Su delega della Procura distrettuale della Repubblica di Catania, la Polizia ha arrestato Pietro Severino, 61 anni, ritenuto responsabile di associazione per delinquere di stampo mafioso e considerato il reggente del clan Scalisi di Adrano, articolazione della famiglia mafiosa Laudani di Catania. Sul 61enne pendeva un’ordinanza di custodia cautelare dell’8 ottobre scorso. Pietro Severino era stato tratto in arresto in data 11 luglio 2017, nell’ambito dell’operazione “Illegal duty”, in esecuzione di due distinte ordinanze applicative di misure cautelari, emesse in data 22.6.2017 ed in data 29.6.2017 dal G.I.P. del Tribunale di Catania, nei confronti di 39 persone ritenute responsabili, a vario titolo, dei reati di associazione per delinquere di stampo mafioso (clan Scalisi), con l’aggravante di essere l’associazione armata, associazione per delinquere finalizzata al traffico di sostanze stupefacenti, detenzione e spaccio delle medesime, tentato omicidio, estorsione, rapina, furto, ricettazione, reati in materia di armi, danneggiamento seguito da incendio, tentati omicidi, con l’aggravante di aver commesso i fatti in nome e per conto dell’associazione di tipo mafioso denominata clan Scalisi e al fine di agevolarne le attività illecite.

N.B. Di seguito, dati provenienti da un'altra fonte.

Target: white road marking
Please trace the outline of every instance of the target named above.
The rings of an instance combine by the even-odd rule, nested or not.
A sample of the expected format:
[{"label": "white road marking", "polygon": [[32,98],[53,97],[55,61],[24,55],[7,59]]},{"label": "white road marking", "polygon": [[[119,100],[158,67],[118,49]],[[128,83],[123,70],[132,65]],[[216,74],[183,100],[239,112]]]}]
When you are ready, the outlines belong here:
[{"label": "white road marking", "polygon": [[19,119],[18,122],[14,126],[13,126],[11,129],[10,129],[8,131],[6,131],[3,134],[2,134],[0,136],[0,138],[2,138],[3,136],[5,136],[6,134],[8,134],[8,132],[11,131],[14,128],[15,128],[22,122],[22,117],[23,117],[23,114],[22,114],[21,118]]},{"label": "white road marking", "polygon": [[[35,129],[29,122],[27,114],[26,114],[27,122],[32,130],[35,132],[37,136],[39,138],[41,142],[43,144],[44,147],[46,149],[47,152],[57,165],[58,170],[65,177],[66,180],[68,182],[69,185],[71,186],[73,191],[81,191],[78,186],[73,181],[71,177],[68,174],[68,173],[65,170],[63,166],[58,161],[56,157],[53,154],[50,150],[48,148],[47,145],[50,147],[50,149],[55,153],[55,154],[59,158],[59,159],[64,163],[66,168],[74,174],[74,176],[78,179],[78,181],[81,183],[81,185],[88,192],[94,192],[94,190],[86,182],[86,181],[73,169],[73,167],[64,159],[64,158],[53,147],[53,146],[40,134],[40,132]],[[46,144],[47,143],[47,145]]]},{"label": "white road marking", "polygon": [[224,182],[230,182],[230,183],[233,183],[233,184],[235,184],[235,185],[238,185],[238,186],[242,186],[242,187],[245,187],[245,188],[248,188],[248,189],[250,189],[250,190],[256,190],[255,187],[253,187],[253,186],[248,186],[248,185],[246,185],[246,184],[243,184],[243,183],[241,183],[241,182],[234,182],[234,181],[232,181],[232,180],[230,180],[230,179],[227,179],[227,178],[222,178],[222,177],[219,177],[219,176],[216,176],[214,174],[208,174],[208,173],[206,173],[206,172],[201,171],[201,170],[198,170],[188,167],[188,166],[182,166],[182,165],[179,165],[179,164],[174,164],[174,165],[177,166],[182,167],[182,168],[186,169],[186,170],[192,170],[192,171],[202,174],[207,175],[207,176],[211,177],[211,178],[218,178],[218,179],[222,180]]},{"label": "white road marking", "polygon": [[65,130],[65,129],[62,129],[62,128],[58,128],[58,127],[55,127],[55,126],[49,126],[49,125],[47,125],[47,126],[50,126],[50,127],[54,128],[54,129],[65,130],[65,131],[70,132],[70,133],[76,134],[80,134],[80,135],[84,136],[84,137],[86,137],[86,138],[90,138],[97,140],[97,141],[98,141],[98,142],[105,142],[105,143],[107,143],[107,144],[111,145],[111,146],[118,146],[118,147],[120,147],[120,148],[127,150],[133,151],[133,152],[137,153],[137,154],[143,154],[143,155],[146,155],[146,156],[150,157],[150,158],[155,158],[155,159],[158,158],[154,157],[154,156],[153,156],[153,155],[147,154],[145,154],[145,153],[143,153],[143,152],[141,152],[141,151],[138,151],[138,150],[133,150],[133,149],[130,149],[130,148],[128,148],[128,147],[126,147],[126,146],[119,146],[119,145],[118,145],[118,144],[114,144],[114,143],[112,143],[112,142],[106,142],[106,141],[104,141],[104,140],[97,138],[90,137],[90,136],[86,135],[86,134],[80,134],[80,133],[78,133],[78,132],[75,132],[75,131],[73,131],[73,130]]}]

A Severino, in considerazione della permanenza della sua affiliazione all’interno del pericoloso sodalizio, del ruolo apicale e della sua spiccata caratura criminale, veniva contestato il reato associativo con l’aggravante di essere capo e promotore del sodalizio. A seguito del riesame proposto dalla difesa la predetta ordinanza veniva annullata, per carenza dei gravi indizi per i fatti successivi a quelli già giudicati in precedenti processi.
A seguito del ricorso per cassazione promosso dal P.M. avverso l’ordinanza di annullamento emessa dal Tribunale del Riesame di Catania in data 31.7.2018, la Corte di Cassazione, con sentenza del 27.12.2017, annullava la predetta ordinanza e disponeva il rinvio al Tribunale di Catania per il nuovo esame.

Nel corso dell’udienza tenutasi in data 4.10.2018, il P.M. produceva il dispositivo della sentenza di condanna emessa dal G.U.P. presso il Tribunale di Catania, all’esito del giudizio abbreviato nei confronti di Severino e chiedeva la conferma dell’ordinanza impugnata.
Il decorso 8 ottobre, il Tribunale di Catania, prendendo atto della pronuncia di condanna emessa in primo grado nei confronti di Pietro Severino, confermava l’ordinanza applicativa di misura cautelare in carcere. Espletate le formalità di rito, Severino è stato associato presso la casa circondariale di Siracusa – Cavadonna a disposizione dell’A.G.